Comparative Example 6 Average particle size 4 μm and maximum particle size 20 shown in Table 1
A liquid epoxy resin composition was prepared in the same manner as in Example 1 except that 79 parts of crushed silica having a micrometer and a specific surface area of 2 m ² / g was used, but the workability was poor and sealing was impossible.

[0027]

Comparative Example 7 18 parts of bisphenol A type epoxy resin (RE-410 manufactured by Nippon Kayaku Co., Ltd.) and biphenol type epoxy resin (YX-4000H manufactured by Yuka Shell Co., Ltd.) were used as epoxy resins, respectively, and as a curing agent. Example 1 except that 18 parts of phenol novolac (PSM-4261 manufactured by Gunei Chemical Industry Co., Ltd.) and 46 parts of crushed silica having the same properties as used in Comparative Example 6 were used
A liquid epoxy resin composition was prepared and various evaluations were performed in the same manner as in. The results are shown in Table 1.

[0028]

[Table 1] The evaluation methods in Table 1 are as follows.

Workability Applicability: The application state when the device hole is sealed in TAB is visually observed.

Fillability: In TAB, the filling state of the bump portion is visually observed.

The observation result is displayed as follows.

◎: Very good condition ○: Good condition Δ: Poor condition ×: Very bad condition Material properties α ₁ : Average thermal expansion coefficient of 40 to 80 ° C. Water absorption rate: 121 ° C., 100% humidity Water absorption rate after leaving for 100 hours Reliability T / C: -65 ° C for TAB sealed product equipped with simulated IC
Package cracks are observed after 1000 cycles of heat history from room temperature to 150 ° C.

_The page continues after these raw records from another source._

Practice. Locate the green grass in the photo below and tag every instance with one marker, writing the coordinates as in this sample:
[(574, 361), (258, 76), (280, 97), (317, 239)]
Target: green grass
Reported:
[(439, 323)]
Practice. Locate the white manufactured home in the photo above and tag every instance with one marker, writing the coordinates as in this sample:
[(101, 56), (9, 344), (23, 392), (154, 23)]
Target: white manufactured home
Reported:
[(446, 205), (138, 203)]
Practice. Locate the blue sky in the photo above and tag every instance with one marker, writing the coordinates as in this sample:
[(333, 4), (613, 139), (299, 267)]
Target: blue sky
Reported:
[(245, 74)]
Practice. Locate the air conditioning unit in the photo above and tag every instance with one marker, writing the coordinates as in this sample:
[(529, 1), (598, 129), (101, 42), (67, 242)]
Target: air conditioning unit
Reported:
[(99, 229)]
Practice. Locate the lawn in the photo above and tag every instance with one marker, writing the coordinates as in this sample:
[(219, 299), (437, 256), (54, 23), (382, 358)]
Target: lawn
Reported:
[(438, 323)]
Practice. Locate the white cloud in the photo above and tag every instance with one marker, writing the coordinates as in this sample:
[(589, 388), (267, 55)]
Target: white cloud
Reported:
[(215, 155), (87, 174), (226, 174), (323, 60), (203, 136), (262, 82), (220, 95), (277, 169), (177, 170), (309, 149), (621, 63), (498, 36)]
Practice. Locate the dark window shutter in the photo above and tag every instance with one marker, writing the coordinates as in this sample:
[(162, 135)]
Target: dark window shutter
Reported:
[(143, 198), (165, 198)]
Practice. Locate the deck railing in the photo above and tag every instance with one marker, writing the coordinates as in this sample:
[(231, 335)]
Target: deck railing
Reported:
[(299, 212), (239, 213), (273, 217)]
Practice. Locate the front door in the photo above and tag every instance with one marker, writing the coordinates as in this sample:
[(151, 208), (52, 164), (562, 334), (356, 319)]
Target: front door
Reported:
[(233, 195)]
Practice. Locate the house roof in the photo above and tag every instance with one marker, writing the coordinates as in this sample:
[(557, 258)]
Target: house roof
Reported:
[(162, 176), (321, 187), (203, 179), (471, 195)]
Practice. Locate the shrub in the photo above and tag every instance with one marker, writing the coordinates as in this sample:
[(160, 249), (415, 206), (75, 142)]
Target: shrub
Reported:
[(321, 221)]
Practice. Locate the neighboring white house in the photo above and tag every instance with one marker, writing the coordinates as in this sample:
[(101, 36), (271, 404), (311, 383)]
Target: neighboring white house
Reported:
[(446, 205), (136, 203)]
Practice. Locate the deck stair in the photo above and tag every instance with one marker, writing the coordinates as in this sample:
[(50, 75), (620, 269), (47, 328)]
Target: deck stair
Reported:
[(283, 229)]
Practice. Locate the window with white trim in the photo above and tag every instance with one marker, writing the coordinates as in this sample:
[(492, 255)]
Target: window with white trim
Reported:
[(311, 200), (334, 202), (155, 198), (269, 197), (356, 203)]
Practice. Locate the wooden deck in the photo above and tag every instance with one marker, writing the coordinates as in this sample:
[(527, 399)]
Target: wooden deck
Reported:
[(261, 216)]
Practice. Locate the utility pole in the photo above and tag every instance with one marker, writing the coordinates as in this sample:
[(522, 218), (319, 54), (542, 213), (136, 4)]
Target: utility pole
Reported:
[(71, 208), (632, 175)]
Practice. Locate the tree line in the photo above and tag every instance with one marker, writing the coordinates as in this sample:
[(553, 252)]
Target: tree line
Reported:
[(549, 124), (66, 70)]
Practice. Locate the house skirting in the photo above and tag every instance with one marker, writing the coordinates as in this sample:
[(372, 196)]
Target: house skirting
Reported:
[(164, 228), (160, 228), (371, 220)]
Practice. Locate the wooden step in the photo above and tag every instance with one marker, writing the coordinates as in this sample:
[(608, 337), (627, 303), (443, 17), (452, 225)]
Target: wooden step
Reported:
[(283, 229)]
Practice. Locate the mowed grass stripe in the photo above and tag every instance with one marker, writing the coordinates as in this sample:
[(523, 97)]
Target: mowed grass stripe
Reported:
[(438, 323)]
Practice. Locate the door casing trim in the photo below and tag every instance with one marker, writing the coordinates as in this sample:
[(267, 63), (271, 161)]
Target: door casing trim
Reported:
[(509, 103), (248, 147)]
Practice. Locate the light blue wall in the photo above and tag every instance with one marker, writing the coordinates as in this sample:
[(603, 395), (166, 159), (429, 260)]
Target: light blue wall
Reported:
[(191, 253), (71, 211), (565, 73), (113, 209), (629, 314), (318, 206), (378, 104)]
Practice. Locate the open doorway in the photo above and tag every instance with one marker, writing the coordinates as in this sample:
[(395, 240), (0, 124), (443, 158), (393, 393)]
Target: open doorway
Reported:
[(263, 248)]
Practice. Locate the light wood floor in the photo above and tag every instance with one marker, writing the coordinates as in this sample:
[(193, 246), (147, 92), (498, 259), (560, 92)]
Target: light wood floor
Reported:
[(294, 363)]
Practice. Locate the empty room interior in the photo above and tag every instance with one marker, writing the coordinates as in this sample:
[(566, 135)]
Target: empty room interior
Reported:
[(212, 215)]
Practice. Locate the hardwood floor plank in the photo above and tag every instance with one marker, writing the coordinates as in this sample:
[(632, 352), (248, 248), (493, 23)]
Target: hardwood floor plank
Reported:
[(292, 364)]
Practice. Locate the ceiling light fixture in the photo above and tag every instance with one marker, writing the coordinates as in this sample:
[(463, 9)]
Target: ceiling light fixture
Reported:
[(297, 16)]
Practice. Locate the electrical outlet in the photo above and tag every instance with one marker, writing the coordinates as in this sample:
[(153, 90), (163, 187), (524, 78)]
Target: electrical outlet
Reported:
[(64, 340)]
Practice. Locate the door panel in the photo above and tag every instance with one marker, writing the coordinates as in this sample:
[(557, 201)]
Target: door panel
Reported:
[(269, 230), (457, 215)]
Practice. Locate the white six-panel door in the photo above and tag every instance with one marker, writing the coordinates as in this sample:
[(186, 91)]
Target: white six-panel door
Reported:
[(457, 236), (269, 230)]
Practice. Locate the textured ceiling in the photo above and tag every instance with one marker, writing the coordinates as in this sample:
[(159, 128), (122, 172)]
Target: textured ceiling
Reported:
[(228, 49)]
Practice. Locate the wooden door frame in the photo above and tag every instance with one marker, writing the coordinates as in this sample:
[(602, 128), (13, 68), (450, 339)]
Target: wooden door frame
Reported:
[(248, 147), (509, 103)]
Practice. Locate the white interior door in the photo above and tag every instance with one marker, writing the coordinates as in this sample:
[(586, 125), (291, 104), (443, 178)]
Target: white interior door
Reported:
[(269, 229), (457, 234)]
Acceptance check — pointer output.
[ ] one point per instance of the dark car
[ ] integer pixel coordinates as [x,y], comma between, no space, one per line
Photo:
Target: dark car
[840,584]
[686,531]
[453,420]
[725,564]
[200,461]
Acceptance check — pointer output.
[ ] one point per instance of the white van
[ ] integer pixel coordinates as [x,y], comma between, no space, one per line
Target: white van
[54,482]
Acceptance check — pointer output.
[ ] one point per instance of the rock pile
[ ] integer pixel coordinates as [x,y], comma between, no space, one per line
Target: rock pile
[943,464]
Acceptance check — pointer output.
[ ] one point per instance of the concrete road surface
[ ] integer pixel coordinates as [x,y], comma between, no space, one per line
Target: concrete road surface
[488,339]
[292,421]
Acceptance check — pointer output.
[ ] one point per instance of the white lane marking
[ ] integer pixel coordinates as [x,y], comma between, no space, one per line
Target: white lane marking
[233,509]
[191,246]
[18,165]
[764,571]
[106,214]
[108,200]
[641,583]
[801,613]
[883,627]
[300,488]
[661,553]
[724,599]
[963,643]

Number of defects / total number of tests (20) PCT: 121 ° C. for a COB-sealed product equipped with a simulated IC
Observing leak failure after leaving for 1000 hours at 100% humidity.

Number of defectives / total number of tests (20) D ₅₀ : Indicates the average particle size.

[0035]

INDUSTRIAL APPLICABILITY As described above, the liquid epoxy resin composition for semiconductor encapsulation of the present invention enables homogeneous encapsulation of semiconductor plastic having a high filling property and a small coefficient of thermal expansion. Further, the reliability superior to that of the solid epoxy resin composition for semiconductor encapsulation enables miniaturization of semiconductor packages and miniaturization of consumer devices such as personal computers and VTRs.

Claims (1)

[Claims] 1. 90% by weight of particles having an average particle size of 1 μm or more and less than 15 μm and a particle size distribution of 40 μm or less.
A semiconductor characterized by containing 40 wt% or more and less than 90 wt% of amorphous spherical silica having a specific surface area of 10 m ² / g or less with respect to the total amount of the epoxy resin, the curing agent and the amorphous spherical silica. Liquid epoxy resin composition for encapsulation.